Selective ingestion drives divergence between environmental and gut microplastics in riverine fishes
摘要
Microplastics (MPs) are pervasive in freshwater rivers, yet biologically relevant exposure may not be captured by environmental concentrations alone. Here, we quantified MPs in river water and in the gastrointestinal tracts of three riverine fishes (Puntius ticto, Mystus cavasius, Sperata seenghala) across five sites along the Barnoi River (Bangladesh) to test whether gut MP characteristics decouple from ambient availability. Water and fish were sampled monthly (February–April 2025). MPs were extracted by digestion, density separation, and filtration and then characterized by shape, size, and color using microscopy. Environmental MP concentrations differed significantly among sites (2.67 ± 0.33 to 51.67 ± 9.21 MP L⁻1; Kruskal–Wallis, p < 0.05), while gut MP abundance showed no interspecific difference (H = 1.63, p = 0.443; η2H = 0.003).
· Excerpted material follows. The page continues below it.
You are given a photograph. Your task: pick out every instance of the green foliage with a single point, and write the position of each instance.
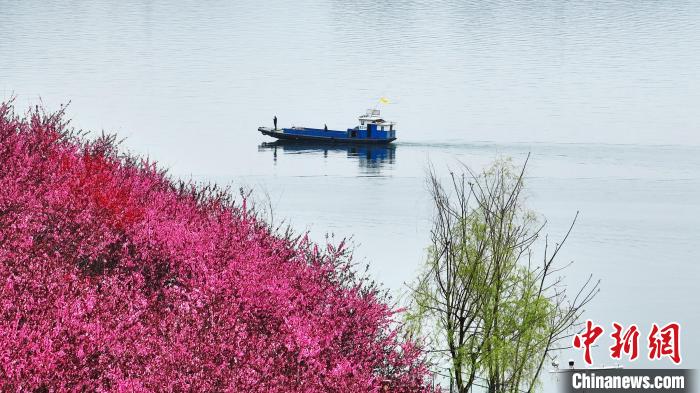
(490, 315)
Negative binomial GLMs indicated that gut MP abundance varied with site but not with species identity or fish body size. In contrast, gut MP composition deviated strongly from random uptake expectations, with significant non-random patterns for shape (χ2 = 254.09, p < 0.001), size (χ2 = 234.87, p < 0.001), and color (χ2 = 335.33, p < 0.001). Large particles (4–5 mm), foam, and fibers were enriched in fish guts relative to river water, and blue/black particles were disproportionately retained. Collectively, these findings provide field evidence that selective ingestion structures gut MP composition independently of exposure gradients, demonstrating trait-mediated modification of exposure between environmental and internalized MPs. Trait-based metrics (size, shape, color) should therefore be incorporated into freshwater MP monitoring and ecological risk assessment to better reflect biologically relevant exposure.